Given a non-empty, singly linked list with head node head, return a middle node of linked list.

If there are two middle nodes, return the second middle node.

获取链表的中点，经典快慢指针

cpp
/**
 * Definition for singly-linked list.
 * struct ListNode {
 *     int val;
 *     ListNode *next;
 *     ListNode() : val(0), next(nullptr) {}
 *     ListNode(int x) : val(x), next(nullptr) {}
 *     ListNode(int x, ListNode *next) : val(x), next(next) {}
 * };
 */
class Solution {
public:
    ListNode* middleNode(ListNode* head) {
        ListNode *fast = head, *slow = head;
        while (fast && fast->next) {
            slow = slow->next;
            fast = fast->next->next;
        }
        return slow;
    }
};

1582. Special Positions in a Binary Matrix

Given a rows x cols matrix mat, where mat[i][j] is either 0 or 1, return the number of special positions in mat.

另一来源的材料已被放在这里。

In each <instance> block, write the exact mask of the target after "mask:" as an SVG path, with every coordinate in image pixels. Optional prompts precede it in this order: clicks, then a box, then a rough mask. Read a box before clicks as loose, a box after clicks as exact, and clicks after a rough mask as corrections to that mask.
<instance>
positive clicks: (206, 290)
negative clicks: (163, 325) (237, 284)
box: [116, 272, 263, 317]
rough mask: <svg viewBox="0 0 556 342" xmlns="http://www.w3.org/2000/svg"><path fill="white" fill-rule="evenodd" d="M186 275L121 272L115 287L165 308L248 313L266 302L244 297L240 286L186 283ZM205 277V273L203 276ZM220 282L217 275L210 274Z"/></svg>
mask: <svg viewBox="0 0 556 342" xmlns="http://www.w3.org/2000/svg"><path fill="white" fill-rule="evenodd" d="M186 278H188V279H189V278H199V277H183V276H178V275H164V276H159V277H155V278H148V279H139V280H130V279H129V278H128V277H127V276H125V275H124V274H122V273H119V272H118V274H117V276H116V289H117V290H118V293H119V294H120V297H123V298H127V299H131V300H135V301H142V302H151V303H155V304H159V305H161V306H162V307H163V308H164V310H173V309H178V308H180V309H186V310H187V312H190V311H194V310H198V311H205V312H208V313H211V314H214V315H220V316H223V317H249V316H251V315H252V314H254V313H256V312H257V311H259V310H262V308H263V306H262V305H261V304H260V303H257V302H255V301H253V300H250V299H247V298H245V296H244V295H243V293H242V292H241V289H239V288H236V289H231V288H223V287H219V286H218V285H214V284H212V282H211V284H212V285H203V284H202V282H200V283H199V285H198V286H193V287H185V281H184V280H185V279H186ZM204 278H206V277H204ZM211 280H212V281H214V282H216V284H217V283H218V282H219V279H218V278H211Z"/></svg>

A position (i,j) is called special if mat[i][j] == 1 and all other elements in row i and column j are 0 (rows and columns are 0-indexed).

简单题，我的做法其实比较繁琐

cpp
class Solution {
public:
    int numSpecial(vector<vector<int>>& mat) {
        int m = mat.size(), n = mat.back().size(), ans = 0;
        for (int i = 0; i < m; i++) {
            int idx = -1, cnt = 0, s = 0;
            for (int j = 0; j < n; j++) {
                if (mat[i][j]) {
                    idx = j;
                    cnt++;
                }
            }
            if (cnt == 1) {
                for (int k = 0; k < m; k++) {
                    s += mat[k][idx];
                }
                if (s == 1) {
                    ans++;
                }
            }
        }
        return ans;
    }
};

这里推荐一个简单的做法，当然是我从讨论里抄来的

cpp
int numSpecial(vector<vector<int>>& mat) {
    vector<int> rows(mat.size()), cols(mat[0].size());
    for (int i = 0; i < rows.size(); ++i)
        for (int j = 0; j < cols.size(); ++j) {
            if (mat[i][j])
                ++rows[i], ++cols[j];
        }
    int res = 0;
    for (int i = 0; i < rows.size(); ++i)
        for (int j = 0; j < cols.size(); ++j)
            if (mat[i][j] && rows[i] == 1 && cols[j] == 1)
                ++res;
    return res;
}

236. Lowest Common Ancestor of a Binary Tree

Given a binary tree, find the lowest common ancestor (LCA) of two given nodes in the tree.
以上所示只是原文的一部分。